Objective To test whether a new community-based model of continuity of care provided by midwives and obstetricians improved maternal clinical outcomes, in particular a reduced caesarean section rate.
Design Randomised controlled trial.
Setting A public teaching hospital in metropolitan Sydney, Australia.
Sample 1089 women randomised to either the community-based model (n= 550) or standard hospital-based care (n= 539) prior to their first antenatal booking visit at an Australian metropolitan public hospital.
Main outcome measures Data were collected on onset and outcomes of labour, antenatal, intrapartum and postnatal complications, antenatal admissions to hospital and neonatal mortality and morbidity.

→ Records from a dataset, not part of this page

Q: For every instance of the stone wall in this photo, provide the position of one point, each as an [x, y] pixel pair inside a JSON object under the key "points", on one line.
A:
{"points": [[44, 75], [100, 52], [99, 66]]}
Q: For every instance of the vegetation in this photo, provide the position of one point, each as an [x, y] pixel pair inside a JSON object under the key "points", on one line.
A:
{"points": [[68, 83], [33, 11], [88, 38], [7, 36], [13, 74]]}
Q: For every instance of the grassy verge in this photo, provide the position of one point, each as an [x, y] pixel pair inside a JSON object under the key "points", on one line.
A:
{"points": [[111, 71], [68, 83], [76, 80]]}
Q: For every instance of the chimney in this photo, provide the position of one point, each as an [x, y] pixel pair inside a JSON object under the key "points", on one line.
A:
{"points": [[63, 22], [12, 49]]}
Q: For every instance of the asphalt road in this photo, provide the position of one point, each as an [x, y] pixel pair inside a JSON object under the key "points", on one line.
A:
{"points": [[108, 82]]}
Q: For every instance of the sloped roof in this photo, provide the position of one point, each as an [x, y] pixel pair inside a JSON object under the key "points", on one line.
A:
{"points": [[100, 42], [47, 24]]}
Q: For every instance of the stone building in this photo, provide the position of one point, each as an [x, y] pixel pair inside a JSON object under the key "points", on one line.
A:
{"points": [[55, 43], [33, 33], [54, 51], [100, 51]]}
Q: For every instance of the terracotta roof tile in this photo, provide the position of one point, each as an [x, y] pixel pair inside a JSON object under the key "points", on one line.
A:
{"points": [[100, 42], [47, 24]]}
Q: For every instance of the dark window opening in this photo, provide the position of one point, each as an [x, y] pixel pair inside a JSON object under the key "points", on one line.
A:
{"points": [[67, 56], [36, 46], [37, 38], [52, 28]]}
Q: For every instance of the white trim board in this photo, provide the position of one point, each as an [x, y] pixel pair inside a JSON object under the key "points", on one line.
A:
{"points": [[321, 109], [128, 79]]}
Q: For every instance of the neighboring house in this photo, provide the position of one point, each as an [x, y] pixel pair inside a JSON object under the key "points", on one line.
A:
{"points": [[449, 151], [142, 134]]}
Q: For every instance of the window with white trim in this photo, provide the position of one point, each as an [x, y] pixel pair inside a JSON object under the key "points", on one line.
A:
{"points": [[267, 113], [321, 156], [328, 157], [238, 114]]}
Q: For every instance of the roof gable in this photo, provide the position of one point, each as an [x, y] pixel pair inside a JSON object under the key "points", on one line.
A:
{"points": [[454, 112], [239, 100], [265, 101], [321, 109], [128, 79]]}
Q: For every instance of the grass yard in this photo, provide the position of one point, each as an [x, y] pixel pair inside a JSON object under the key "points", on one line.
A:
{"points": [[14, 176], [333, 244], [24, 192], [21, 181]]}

Results There was a significant difference in the caesarean section rate between the groups, 13.3% (73/550) in the community-based group and 17.8% in the control group (96/539). This difference was maintained after controlling for known contributing factors to caesarean section (OR=0.6, 95% CI 0.4–0.9, P= 0.02). There were no other significant differences in the events during labour and birth. Eighty babies (14.5%) from the community-based group and 102 (18.9%) from the control group were admitted to the special care nursery, but this difference was not significant (OR 0.75, 95% CI 0.5-1.1, P= 0.12). Eight infants died during the perinatal period (four from each group), for an overall perinatal mortality rate of 7.3 per 1000 births.
Conclusion Community-based continuity of maternity care provided by midwives and obstetricians resulted in a significantly reduced caesarean section rate. There were no other differences in clinical outcomes.